I'm not sure when it happened, but over the last several seasons Top Gear became stale.  It was like The Three Stooges.  The settings were different, the cars changed, but you knew basically what was going to happen.  I wonder if the stars knew this.  They did more adventures, the next seeming designed to top the last, and their personalities became more extreme.  But while James May and Richard Hammond became more of their Captain Slow and the Hamster personas, it was Jeremy Clarkson's behavior that became increasingly belligerent. 

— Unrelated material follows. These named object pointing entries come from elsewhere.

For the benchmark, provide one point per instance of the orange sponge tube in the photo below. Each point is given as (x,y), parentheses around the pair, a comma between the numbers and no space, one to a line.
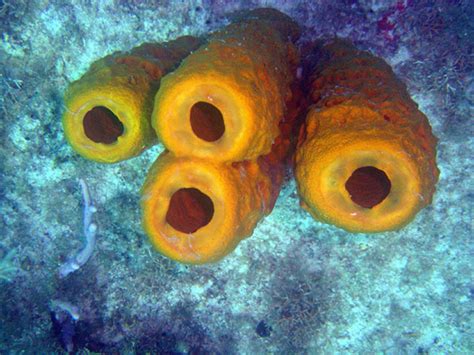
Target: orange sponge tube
(226,99)
(107,116)
(366,157)
(197,211)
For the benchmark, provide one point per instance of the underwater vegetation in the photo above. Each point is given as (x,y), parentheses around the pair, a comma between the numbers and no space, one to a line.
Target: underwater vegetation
(78,262)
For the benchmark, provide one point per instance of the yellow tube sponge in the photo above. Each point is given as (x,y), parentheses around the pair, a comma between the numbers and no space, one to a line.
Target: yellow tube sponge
(366,158)
(226,99)
(197,211)
(107,115)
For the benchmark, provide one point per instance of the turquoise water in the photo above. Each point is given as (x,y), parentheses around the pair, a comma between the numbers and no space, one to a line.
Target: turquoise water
(296,285)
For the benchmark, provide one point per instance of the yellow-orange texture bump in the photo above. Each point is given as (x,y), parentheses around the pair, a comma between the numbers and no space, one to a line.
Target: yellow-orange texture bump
(366,159)
(226,99)
(107,115)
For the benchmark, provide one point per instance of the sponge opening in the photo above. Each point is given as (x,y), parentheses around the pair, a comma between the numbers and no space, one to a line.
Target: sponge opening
(368,186)
(189,210)
(207,121)
(102,126)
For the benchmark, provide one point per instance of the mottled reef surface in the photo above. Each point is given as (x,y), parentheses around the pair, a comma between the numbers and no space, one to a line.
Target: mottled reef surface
(295,286)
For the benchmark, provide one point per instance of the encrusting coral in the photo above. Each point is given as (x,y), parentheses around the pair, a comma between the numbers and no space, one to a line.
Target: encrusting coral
(107,114)
(229,117)
(366,158)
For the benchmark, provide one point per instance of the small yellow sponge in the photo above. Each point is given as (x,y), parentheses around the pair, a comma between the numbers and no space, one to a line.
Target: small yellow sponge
(107,115)
(366,158)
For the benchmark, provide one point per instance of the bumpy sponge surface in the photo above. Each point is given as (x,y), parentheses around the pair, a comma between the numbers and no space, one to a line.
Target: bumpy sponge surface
(226,99)
(366,158)
(108,110)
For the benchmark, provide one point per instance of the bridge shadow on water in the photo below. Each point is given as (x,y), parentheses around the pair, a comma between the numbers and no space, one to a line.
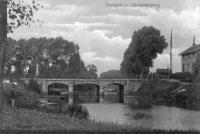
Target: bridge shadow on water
(89,93)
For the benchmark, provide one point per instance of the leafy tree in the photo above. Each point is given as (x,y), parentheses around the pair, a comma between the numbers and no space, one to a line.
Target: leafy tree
(13,14)
(92,70)
(196,69)
(146,43)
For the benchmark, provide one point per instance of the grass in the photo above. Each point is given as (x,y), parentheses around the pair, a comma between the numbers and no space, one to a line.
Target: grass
(23,121)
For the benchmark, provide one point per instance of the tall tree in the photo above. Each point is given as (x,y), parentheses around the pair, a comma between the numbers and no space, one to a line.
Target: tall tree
(18,15)
(146,44)
(3,38)
(92,71)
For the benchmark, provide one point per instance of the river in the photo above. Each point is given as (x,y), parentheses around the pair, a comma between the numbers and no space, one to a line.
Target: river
(157,117)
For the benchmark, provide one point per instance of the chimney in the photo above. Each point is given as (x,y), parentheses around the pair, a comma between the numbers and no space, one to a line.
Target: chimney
(194,41)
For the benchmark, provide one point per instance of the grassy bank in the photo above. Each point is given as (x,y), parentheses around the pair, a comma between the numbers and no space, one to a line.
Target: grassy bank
(163,92)
(95,132)
(23,121)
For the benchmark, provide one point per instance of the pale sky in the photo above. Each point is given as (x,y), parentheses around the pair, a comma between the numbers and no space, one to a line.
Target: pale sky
(103,33)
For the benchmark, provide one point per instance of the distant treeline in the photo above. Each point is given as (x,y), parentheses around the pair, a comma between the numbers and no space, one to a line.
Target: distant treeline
(46,58)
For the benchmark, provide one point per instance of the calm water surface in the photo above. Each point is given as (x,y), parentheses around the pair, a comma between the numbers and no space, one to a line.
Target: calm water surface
(158,117)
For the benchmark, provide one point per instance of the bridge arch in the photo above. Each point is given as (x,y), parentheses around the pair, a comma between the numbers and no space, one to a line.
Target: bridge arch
(120,91)
(57,88)
(86,92)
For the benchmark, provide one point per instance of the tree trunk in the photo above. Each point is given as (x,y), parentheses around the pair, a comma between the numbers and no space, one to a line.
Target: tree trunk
(3,40)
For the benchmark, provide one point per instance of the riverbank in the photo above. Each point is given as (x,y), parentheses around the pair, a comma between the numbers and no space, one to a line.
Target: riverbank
(23,121)
(171,93)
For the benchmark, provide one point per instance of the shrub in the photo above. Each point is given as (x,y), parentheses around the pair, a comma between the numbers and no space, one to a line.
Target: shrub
(34,86)
(77,111)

It's not that Clarkson wasn't controversial to begin with.  His persona is loud, boisterous, given to absolutes, with the sense of humor of a 12 year old boy.  He's made a career out of offending just about everyone from Americans, Mexicans, Germans, Belgians, the French, Romanians, Bulgarians, etc.  But somewhere he crossed the line from controversial to offensive.  Not just in a manner that raises the hackles on our sometimes overly politically-correct sensitivities, but by using racial slurs that are not uttered in society unless you are wearing a white sheet and burning crosses.  It was almost like he was challenging the BBC to fire him.  After several incidents that led to gentle hand-slapping, he took his behavior a step too far by striking a Top Gear producer in what has been labeled "the fracas". 

Was it the cold cuts, issues in his personal life, or a desire to get out of his contract?  No one outside the people who were there can truly know what happened between Clarkson and the producer, Oisin Tymon.  Backed in a corner, the BBC did the responsible thing--they canceled the three remaining episodes, launched an investigation of the incident, and let Clarkson go.  This move was met with outrage.  Fans from around the world have petitioned to get Clarkson reinstated and many people, including Prime Minister David Cameron have called on the BBC to reinstate him.   

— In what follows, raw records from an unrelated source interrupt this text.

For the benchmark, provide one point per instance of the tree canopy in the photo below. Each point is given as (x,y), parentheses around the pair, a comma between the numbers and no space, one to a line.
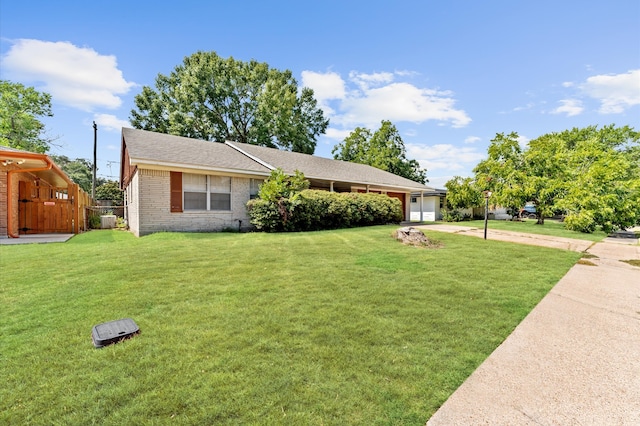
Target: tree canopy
(211,98)
(20,109)
(590,175)
(383,149)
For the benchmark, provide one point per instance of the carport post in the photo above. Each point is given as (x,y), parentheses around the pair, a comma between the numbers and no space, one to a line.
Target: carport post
(487,194)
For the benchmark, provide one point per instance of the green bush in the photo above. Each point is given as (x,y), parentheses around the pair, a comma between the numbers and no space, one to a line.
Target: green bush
(94,221)
(312,210)
(452,216)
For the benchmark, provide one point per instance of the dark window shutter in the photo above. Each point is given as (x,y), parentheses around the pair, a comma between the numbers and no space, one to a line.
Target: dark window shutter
(176,192)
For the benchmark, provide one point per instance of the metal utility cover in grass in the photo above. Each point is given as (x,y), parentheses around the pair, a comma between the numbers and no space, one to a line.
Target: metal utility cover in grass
(113,332)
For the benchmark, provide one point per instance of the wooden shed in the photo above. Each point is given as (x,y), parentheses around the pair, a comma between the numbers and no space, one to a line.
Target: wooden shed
(37,197)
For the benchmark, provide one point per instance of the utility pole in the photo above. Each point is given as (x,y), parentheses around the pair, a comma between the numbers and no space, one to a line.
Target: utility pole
(95,145)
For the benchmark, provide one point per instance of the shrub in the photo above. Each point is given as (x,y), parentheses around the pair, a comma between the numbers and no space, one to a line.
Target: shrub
(94,220)
(312,210)
(452,216)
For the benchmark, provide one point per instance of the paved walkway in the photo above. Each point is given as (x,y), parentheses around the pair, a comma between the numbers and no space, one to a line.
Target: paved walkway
(575,359)
(36,238)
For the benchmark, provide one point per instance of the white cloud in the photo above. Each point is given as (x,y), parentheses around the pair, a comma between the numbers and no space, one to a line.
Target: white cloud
(75,76)
(337,134)
(616,92)
(523,141)
(570,107)
(325,86)
(110,122)
(366,99)
(365,81)
(472,139)
(445,157)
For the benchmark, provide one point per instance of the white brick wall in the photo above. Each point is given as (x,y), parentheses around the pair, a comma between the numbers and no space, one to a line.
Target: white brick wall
(149,207)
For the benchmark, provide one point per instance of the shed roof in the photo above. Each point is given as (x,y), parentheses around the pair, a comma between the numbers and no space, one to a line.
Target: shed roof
(39,165)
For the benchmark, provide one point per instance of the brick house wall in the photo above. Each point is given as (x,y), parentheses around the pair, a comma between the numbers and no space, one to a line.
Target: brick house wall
(3,202)
(149,206)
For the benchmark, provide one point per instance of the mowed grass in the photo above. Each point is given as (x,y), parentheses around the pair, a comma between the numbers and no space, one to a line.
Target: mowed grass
(550,227)
(338,327)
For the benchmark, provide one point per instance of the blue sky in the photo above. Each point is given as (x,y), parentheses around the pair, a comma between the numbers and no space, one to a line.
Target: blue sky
(448,74)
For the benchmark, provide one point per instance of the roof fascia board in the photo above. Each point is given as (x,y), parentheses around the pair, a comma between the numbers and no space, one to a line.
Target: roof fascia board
(158,165)
(253,157)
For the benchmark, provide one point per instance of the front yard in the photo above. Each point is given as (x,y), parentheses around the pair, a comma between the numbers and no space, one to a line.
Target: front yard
(335,327)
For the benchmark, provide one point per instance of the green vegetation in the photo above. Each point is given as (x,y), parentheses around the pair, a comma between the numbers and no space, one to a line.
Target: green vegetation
(333,327)
(383,149)
(590,175)
(530,226)
(21,108)
(285,204)
(211,98)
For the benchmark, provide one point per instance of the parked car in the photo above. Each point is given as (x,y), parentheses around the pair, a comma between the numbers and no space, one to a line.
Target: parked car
(528,211)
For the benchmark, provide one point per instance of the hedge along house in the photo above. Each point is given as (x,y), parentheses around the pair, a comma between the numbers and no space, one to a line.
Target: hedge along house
(36,197)
(173,183)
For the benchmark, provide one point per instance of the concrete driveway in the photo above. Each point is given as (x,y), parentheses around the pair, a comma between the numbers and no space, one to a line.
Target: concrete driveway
(575,359)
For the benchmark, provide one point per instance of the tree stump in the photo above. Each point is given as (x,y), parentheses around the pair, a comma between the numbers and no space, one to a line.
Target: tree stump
(412,236)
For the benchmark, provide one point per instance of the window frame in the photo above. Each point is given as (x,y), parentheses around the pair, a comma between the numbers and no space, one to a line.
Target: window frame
(208,192)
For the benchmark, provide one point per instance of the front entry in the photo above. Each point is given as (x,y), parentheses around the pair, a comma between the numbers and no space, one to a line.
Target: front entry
(403,199)
(43,209)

While unpopular, firing Clarkson was the right decision.  It also may have been the best decision because it saved us from having to watch Top Gear circle the drain.  Time will tell what happens to the show.  We will soon learn if James May and Richard Hammond return with a new host.  But if they return, it won't be the same.  Inserting a new person to replace Clarkson would be like The Who continuing on without Keith Moon.  Top Gear needs to be reinvented, either with a new format or a fresh take.  Other icons of British culture like James Bond and Doctor Who have thrived after a reboot.  Top Gear can too.